Ingestion of cysts of either E. histolytica or E. dispar is followed by excystation in the small bowel and invasion of the colon by trophozoites. In 90% of patients, trophozoites re-encyst and produce asymptomatic infection. Most asymptomatic carriers terminate infection within 12 months. Invasive disease begins with adherence of E. histolytica to colonic mucins, epithelial cells, and leukocytes; a process mediated by the parasite's galactose-inhibitable adherence lectin. After adherence, trophozoites of E. histolytica invade the colonic epithelium by means of proteolytic enzymes, and produce either nonspecific thickening of the mucosa or the classic flask-shaped amebic ulcers. Trophozoites may ascend the portal veins to produce acellular liver abscesses filled with proteinaceous debris. E. histolytica trophozoites lyse target cells by using its lectin to bind to the target cell's membrane and using the parasite's ionophore-like protein to induce a Na+ , K+ , Ca2+ leak from target cell cytoplasm.
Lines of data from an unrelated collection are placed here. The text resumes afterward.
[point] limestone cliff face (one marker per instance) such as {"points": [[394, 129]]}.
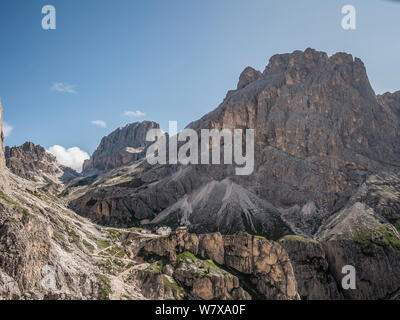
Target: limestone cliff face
{"points": [[124, 145], [2, 159], [320, 130], [32, 162], [319, 127], [260, 266]]}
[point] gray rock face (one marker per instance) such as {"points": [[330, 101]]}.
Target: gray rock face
{"points": [[2, 159], [123, 146], [32, 162], [319, 129], [311, 269], [260, 265], [225, 207]]}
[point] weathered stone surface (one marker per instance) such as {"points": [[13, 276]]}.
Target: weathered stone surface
{"points": [[265, 261], [359, 237], [2, 159], [311, 269], [211, 246], [320, 131], [32, 162], [124, 145], [262, 264]]}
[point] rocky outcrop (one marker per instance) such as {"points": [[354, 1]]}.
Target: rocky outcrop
{"points": [[319, 128], [33, 162], [260, 265], [121, 147], [2, 159], [320, 131], [311, 269], [359, 237]]}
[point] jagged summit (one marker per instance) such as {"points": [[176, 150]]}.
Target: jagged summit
{"points": [[2, 159], [122, 146], [33, 162]]}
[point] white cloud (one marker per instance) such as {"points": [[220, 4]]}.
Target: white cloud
{"points": [[72, 157], [63, 87], [135, 114], [7, 129], [99, 123]]}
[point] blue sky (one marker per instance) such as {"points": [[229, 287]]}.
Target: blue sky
{"points": [[170, 59]]}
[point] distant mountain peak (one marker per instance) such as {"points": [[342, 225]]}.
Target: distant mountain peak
{"points": [[115, 150]]}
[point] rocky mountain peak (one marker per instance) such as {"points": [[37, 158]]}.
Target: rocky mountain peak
{"points": [[122, 146], [248, 75], [2, 159], [33, 162]]}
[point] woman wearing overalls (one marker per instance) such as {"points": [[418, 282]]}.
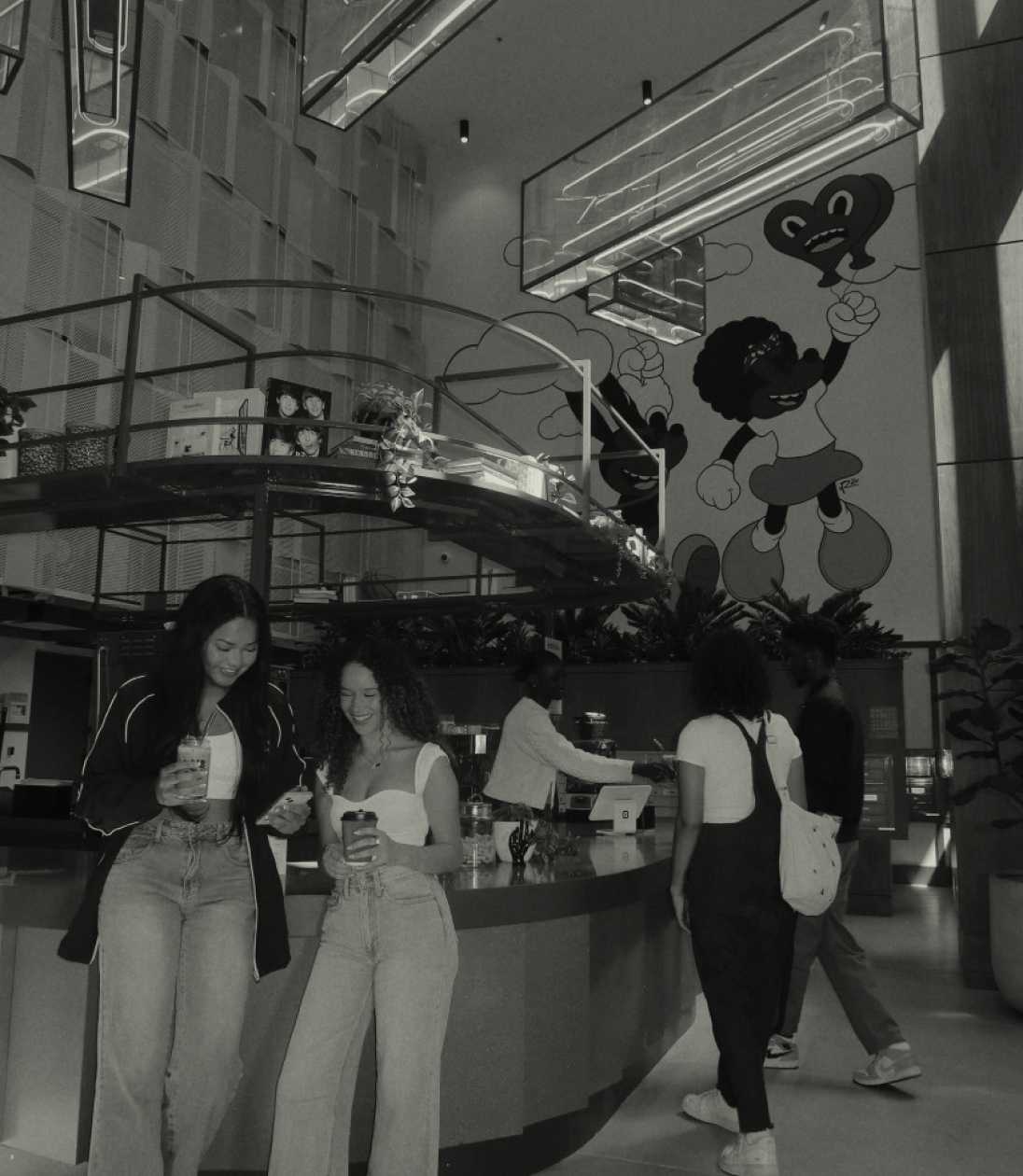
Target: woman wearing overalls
{"points": [[725, 886]]}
Amebic Colitis often presents with a 1-2 week history of abdominal pain, diarrhea containing blood and mucous, and tenesmus, but fever is often absent. Although endoscopy reveals hemorrhagic ulcers dispersed over a normal-appearing mucosa, fecal leukocytes are absent because of the lytic activity of ameba. Fulminate Colitis presents with severe bloody diarrhea, fever, and diffuse abdominal pain, and has a mortality rate of > 50%. Chronic Amebic Colitis presents with recurrent episodes of dysentery, and can mimic inflammatory bowel disease, or when Ameboma is present, carcinoma. Extraintestinal Amebiasis most often results in liver abscess, but any organ may be involved. Diagnosis of invasive amebiasis depends on the presenting symptoms, detection of antiamebic antibodies, and blood in the stool, a finding that should lead to examination of the stool for trophozoites. E. histolytica ingests red blood cells and stimulates production of antiamebic antibodies. Infection with E. dispar does not result in production of antibodies, and E. dispar does not ingest RBCs.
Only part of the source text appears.